Much of the HR team’s role actually needs to take place prior to any sign of a resignation, and effective communication is arguably half the battle. For example, to ensure that a loss of a leader doesn’t also mean a loss of key knowledge, all company information should be shared across the business. A record of documents, client interactions, and passwords, for instance, should be made readily available at all times to avoid a complicated handover process. And it’s also important that a leader passes down their talents for the ongoing development of the team and to retain skills.

On top of this, all employees should be aware of the succession plan that’s in place should their manager leave. This will help staff to have a better understanding of the structure of the organisation and how they fit into it. It will also minimise the problem of individuals feeling undervalued if they expected to be promoted to replace a senior figure and weren’t.

Linked to this is the importance of understanding your High Potentials – those individuals who display the skills and capability to progress to senior levels. If you’re aware of the top talent that will be invaluable to your team in the future, you’ll be better able to utilise their skills if a senior figure were to leave. And this will ultimately have a positive effect on your whole team.

The ongoing development of employees, whether they’re High Potentials or not, is also important. You need to be able to identify any strengths and weaknesses so that you have a better idea of how staff will cope if a senior figure left the company. For example, some employees may be more likely to struggle to adapt to because they’re not as resilient. As such, it’s important to have a real focus on trying to develop this trait – for instance through workshops or mentoring programmes – so that individuals can thrive in stressful situations and alter their behaviour in response to changing circumstances.

HR teams should also strive to keep their staff motivated. Employee engagement is fundamental to boost morale of the team and help to reduce stress levels, and the simple things – such as recognition of their hard work – go a long way. Evidence shows that engagement leads to increased productivity and employees who feel valued will be happier and more proactive. And whilst this is something that should always be a focus, it’s particularly important during times of uncertainty.
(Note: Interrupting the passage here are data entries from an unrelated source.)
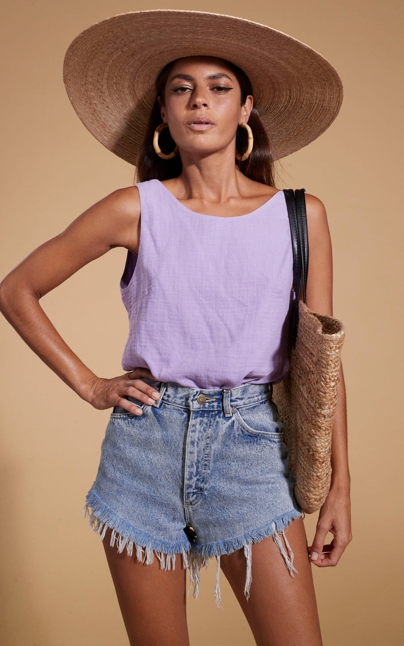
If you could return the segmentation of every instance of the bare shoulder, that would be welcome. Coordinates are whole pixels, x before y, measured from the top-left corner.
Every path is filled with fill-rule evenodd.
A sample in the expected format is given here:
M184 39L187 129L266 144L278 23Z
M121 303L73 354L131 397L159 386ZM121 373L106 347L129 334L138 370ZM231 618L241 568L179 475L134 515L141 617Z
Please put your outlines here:
M84 218L98 235L109 240L109 246L135 249L140 221L140 197L136 186L117 189L85 211ZM74 223L73 223L74 224Z
M330 238L330 230L325 207L315 195L306 193L306 213L309 243L324 244Z
M140 196L137 186L117 189L98 203L107 205L117 214L137 217L140 214Z

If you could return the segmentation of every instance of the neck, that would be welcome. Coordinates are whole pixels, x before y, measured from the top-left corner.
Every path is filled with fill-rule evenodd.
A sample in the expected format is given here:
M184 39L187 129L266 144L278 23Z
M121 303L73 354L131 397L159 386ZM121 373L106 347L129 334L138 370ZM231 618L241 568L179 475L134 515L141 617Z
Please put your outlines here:
M232 151L195 158L182 152L182 172L176 180L177 197L219 202L239 194L248 180L235 165Z

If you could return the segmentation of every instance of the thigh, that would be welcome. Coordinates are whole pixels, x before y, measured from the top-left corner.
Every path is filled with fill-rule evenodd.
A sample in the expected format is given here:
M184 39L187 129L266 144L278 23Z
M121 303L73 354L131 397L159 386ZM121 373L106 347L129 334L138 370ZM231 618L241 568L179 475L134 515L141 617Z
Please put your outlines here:
M186 618L186 570L181 555L174 570L162 570L154 555L149 565L103 540L109 570L131 646L189 646Z
M220 567L257 646L322 646L303 518L293 520L285 535L298 573L291 576L272 537L253 543L248 600L244 594L246 557L243 550L222 555ZM279 538L283 541L281 534Z

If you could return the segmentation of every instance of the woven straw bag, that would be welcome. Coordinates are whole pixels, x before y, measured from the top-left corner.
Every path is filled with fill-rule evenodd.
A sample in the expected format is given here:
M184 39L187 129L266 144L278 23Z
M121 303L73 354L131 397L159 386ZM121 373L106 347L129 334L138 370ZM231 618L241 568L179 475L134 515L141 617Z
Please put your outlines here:
M290 370L273 386L273 400L285 426L289 469L302 510L323 505L331 483L331 432L338 396L341 351L345 331L341 321L309 309L306 301L308 242L304 189L284 189L293 251L295 295ZM303 273L303 300L300 300Z

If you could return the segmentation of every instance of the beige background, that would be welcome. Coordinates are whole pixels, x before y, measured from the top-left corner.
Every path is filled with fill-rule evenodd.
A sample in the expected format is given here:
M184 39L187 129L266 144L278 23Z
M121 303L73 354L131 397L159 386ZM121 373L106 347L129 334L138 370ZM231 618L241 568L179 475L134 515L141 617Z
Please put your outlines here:
M270 25L319 51L341 76L345 99L336 121L284 160L278 183L304 187L326 206L334 314L346 328L354 540L336 568L313 566L313 572L325 646L401 644L402 3L3 3L0 276L90 205L133 183L133 168L76 116L63 59L93 23L164 8ZM101 376L121 372L125 256L113 251L43 300L67 342ZM3 643L126 644L102 546L80 516L109 413L74 395L3 318L0 333ZM316 521L317 514L305 520L309 544ZM198 599L188 598L191 644L250 646L250 629L222 574L224 610L215 605L215 570L202 572Z

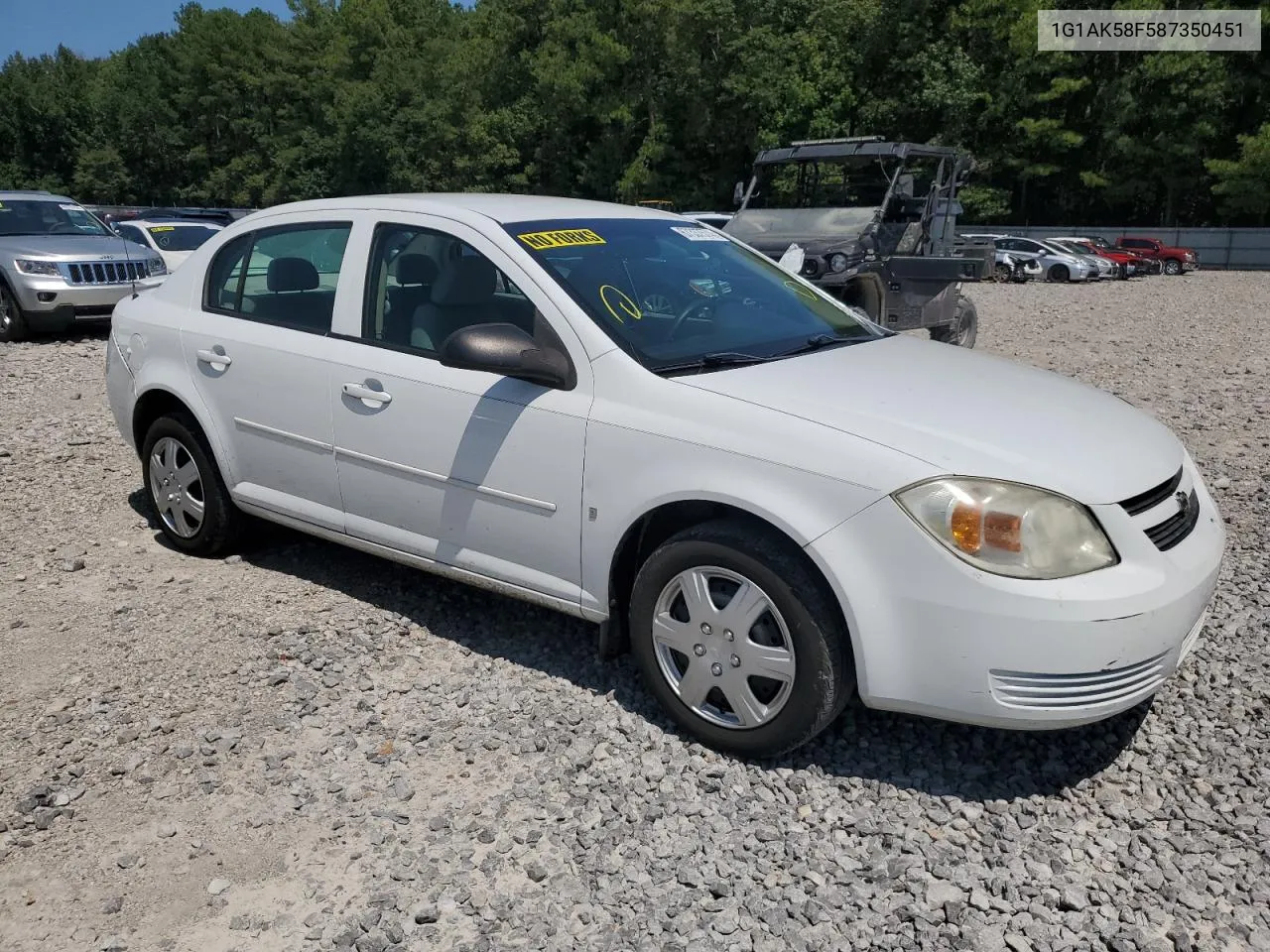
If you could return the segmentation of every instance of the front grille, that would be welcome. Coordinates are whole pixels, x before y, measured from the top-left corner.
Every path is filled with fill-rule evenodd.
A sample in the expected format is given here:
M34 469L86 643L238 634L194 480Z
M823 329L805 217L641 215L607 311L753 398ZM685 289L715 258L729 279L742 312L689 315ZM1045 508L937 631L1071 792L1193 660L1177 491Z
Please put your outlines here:
M1199 496L1195 490L1186 498L1186 508L1179 509L1158 526L1147 529L1147 537L1156 543L1156 548L1167 552L1184 538L1191 534L1191 529L1199 522Z
M1002 704L1030 708L1096 707L1154 691L1163 682L1167 652L1128 668L1087 674L989 671L992 693Z
M1158 486L1148 489L1146 493L1139 493L1135 496L1129 496L1128 499L1120 500L1120 506L1129 513L1129 515L1138 515L1148 509L1153 509L1161 503L1163 503L1168 496L1177 491L1177 486L1181 485L1182 471L1179 468L1171 477L1161 482Z
M145 261L75 261L66 268L71 284L123 284L150 277Z

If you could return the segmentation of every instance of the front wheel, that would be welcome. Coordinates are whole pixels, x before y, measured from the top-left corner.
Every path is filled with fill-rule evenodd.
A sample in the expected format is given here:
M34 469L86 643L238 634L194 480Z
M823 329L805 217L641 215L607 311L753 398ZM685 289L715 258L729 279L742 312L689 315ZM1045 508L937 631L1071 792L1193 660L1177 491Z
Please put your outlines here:
M685 529L635 578L631 651L692 736L742 757L801 746L855 688L846 628L796 546L740 519Z
M15 344L27 339L27 320L18 298L9 286L0 281L0 343Z
M931 327L931 340L937 340L941 344L972 348L978 338L979 311L975 308L974 301L968 298L965 294L958 294L956 324L950 324L942 327Z
M234 546L244 517L192 416L174 413L155 420L142 443L141 461L163 534L175 548L217 556Z

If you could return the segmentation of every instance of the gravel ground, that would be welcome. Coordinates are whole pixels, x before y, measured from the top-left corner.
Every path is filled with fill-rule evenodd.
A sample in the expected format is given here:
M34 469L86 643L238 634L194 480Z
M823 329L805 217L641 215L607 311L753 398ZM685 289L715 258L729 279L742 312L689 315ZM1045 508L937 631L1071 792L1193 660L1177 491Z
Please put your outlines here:
M974 296L980 349L1186 442L1206 636L1102 725L848 710L766 768L580 622L282 531L175 553L103 336L3 347L0 948L1270 949L1270 274Z

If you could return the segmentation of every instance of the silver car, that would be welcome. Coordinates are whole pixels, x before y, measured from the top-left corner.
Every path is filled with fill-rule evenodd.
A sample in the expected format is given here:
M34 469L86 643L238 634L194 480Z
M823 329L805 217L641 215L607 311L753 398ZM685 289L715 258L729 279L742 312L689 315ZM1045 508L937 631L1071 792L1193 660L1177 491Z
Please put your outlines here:
M1099 279L1119 277L1115 261L1113 261L1109 258L1102 258L1100 255L1091 255L1088 251L1083 250L1080 245L1077 245L1073 241L1068 241L1066 239L1045 239L1045 244L1090 261L1095 268L1099 269Z
M968 236L969 237L969 236ZM1008 251L1016 258L1035 260L1046 281L1097 281L1096 265L1060 248L1036 239L1015 237L1013 235L992 235L998 251Z
M166 274L155 251L65 195L0 192L0 341L107 320L121 298Z

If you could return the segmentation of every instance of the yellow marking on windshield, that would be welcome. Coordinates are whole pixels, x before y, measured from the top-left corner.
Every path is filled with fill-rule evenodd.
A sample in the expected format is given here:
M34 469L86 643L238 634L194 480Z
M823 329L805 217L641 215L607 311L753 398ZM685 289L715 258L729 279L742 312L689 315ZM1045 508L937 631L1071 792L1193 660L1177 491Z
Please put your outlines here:
M621 288L615 288L612 284L599 286L599 300L605 302L605 307L608 308L608 314L613 315L613 319L618 324L626 324L626 317L634 317L636 321L644 316L644 312L639 310L639 305L631 301L630 294L627 294ZM621 311L621 314L618 314Z
M546 251L549 248L573 248L574 245L606 245L599 235L591 228L568 228L565 231L531 231L527 235L517 235L521 241L535 251Z

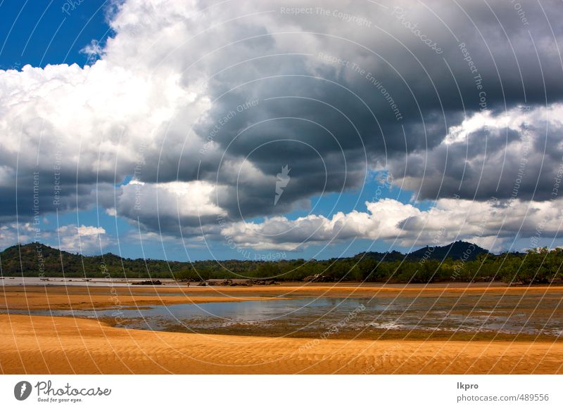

Understanding the cultural fit of your team is also crucial to limit the disruption that taking on a new leader can cause. You need to have a clear understanding of the business’ values, and then ensure that you include culture in the assessment process. The last thing you want is to hire a well-qualified manager only to find that they don’t ‘gel’ with colleagues or go against the organisation’s key values.

Perhaps the final step in introducing a new leader to the team is to ensure that all staff have full involvement where possible. Yes, a different manager is going to alter things and bring fresh ideas to the table. But this is a perfect opportunity to receive staff input on anything that they like or dislike about the company so that positive changes can be made to benefit everyone.

It may be difficult to please all employees – particularly across large organisations – but if you’re prepared well in advance, you can hugely minimise the disruption that a resignation can bring. We’re in an environment now where people switch jobs much more frequently than they used to and you need to respond to this in order to remain productive. Too much focus on the leader and not the team can have a detrimental effect as, after all, it’s the players not the manager scoring the goals.